Etc. I've skimmed enough wiki and tvtropes pages to have attained a mastery of esoteric whatever. I can even italicize: _rectum cum bustis._


----------



## marcwormjim

_Penis._


----------



## TedEH

DistinguishedPapyrus said:


> Religion is simply a lifestyle


Except that it's not though. I made a comment earlier in the thread about how I've heard people define "religion" as being a lifestyle or a metaphor, but you've just said yourself that you feel like you have some kind of actual relationship with your faith, which completely contradicts the "not religious" thing. That IS religion. That IS faith. You can't just redefine religion and expect everyone to follow - words have no meaning if everyone redefines them for themselves.


----------



## DistinguishedPapyrus

TedEH said:


> Except that it's not though. I made a comment earlier in the thread about how I've heard people define "religion" as being a lifestyle or a metaphor, but you've just said yourself that you feel like you have some kind of actual relationship with your faith, which completely contradicts the "not religious" thing. That IS religion. That IS faith. You can't just redefine religion and expect everyone to follow - words have no meaning if everyone redefines them for themselves.

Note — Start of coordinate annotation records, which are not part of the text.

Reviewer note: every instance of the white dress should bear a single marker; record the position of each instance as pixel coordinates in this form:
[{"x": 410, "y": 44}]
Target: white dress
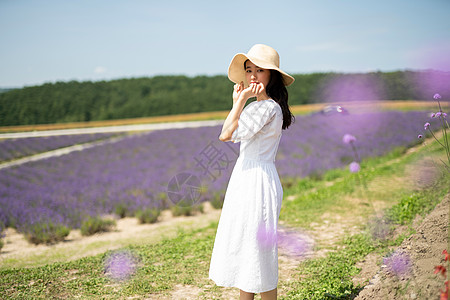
[{"x": 245, "y": 253}]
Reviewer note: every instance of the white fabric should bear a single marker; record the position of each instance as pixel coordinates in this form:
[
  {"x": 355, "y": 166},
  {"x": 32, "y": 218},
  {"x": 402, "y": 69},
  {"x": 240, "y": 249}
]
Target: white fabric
[{"x": 252, "y": 202}]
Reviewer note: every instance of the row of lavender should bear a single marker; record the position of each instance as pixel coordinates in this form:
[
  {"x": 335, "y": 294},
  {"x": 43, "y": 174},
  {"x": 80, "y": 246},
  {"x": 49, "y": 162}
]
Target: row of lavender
[
  {"x": 137, "y": 170},
  {"x": 16, "y": 148}
]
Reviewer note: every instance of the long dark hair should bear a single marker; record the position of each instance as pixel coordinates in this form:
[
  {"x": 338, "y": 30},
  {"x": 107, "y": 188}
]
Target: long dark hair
[{"x": 277, "y": 91}]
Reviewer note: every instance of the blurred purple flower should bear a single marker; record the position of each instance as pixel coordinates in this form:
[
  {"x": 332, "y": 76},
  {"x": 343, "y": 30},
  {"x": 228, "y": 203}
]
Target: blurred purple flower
[
  {"x": 294, "y": 243},
  {"x": 120, "y": 265},
  {"x": 266, "y": 237},
  {"x": 348, "y": 138},
  {"x": 354, "y": 167},
  {"x": 398, "y": 263}
]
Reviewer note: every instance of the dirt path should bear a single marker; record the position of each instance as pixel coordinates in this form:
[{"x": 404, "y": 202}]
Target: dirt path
[{"x": 421, "y": 252}]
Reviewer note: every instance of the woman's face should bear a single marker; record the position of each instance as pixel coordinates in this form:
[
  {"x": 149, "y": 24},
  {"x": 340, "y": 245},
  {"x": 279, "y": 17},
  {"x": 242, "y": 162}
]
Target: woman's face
[{"x": 255, "y": 74}]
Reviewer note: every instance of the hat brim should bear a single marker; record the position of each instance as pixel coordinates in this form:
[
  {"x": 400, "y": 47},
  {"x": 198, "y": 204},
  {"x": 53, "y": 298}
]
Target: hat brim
[{"x": 236, "y": 71}]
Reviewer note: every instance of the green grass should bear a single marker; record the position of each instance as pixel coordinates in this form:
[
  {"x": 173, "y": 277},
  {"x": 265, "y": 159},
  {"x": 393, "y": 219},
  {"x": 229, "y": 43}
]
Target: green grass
[{"x": 184, "y": 259}]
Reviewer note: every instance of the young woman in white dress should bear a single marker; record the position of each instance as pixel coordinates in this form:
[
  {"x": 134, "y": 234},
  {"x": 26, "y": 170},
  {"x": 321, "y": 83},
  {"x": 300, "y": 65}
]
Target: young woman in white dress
[{"x": 245, "y": 253}]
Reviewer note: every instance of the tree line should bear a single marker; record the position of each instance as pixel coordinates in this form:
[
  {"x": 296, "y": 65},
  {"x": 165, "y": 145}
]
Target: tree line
[{"x": 75, "y": 101}]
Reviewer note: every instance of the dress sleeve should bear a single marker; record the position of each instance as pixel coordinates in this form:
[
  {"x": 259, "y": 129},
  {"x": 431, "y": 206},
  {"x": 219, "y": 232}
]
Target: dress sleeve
[{"x": 253, "y": 118}]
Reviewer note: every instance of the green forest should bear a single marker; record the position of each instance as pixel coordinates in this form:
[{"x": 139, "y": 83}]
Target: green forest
[{"x": 75, "y": 101}]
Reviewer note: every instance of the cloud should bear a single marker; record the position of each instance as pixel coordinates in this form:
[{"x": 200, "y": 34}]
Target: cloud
[
  {"x": 329, "y": 46},
  {"x": 100, "y": 70}
]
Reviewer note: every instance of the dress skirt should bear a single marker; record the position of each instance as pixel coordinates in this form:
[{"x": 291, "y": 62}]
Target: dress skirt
[{"x": 245, "y": 253}]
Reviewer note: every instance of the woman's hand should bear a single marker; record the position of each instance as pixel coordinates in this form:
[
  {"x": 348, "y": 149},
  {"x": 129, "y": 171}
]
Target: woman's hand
[
  {"x": 253, "y": 90},
  {"x": 238, "y": 88}
]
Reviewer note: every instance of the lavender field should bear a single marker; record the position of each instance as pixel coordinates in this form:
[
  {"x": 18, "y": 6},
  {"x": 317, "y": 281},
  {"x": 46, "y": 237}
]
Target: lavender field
[
  {"x": 136, "y": 171},
  {"x": 16, "y": 148}
]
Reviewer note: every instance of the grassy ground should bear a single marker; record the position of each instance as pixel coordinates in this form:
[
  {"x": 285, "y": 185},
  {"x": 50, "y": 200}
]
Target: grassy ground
[{"x": 384, "y": 184}]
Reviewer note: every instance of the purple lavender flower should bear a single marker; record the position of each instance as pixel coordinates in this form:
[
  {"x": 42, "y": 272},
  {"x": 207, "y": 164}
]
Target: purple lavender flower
[
  {"x": 437, "y": 96},
  {"x": 354, "y": 167},
  {"x": 294, "y": 243},
  {"x": 120, "y": 265},
  {"x": 398, "y": 263},
  {"x": 348, "y": 138},
  {"x": 267, "y": 237}
]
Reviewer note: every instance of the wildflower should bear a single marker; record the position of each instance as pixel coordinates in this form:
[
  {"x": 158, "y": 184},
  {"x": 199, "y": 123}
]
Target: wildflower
[
  {"x": 120, "y": 265},
  {"x": 354, "y": 167},
  {"x": 348, "y": 138}
]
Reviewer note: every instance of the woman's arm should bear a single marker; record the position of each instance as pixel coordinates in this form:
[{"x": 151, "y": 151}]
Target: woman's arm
[
  {"x": 231, "y": 122},
  {"x": 240, "y": 97}
]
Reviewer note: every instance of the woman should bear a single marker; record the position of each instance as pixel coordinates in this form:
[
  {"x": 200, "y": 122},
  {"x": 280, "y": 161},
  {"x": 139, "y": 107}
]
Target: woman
[{"x": 245, "y": 253}]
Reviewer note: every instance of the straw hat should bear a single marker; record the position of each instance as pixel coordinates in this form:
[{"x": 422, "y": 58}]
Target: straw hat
[{"x": 261, "y": 55}]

Sorry but I didn't read the other posts in the thread, just the first post, then wrote my reply. I did go back and read yours and several others though. What I was trying to explain is that there's a difference in faith and religion. Faith is a trust in something you cannot prove, or do not have tangible evidence for. Religion is a system of things done to try to be pleasing to God. For instance, things were so bad back around the time of Christ that these groups called the Pharisees -the religious leaders at the time - had many many rules they followed to seem religious. They would count the number of steps they were allowed to take on the sabbath days, they would weigh out the herbs they would collect for their offerings, they wore a strictly regulated wardrobe, they brought out bells and trumpets to call crowds around themselves to watch them make offerings or charitable donations so the people would see them and be in awe. These were the main ones who persecuted Christ and his followers.


----------



## TedEH

DistinguishedPapyrus said:


> What I was trying to explain is that there's a difference in faith and religion.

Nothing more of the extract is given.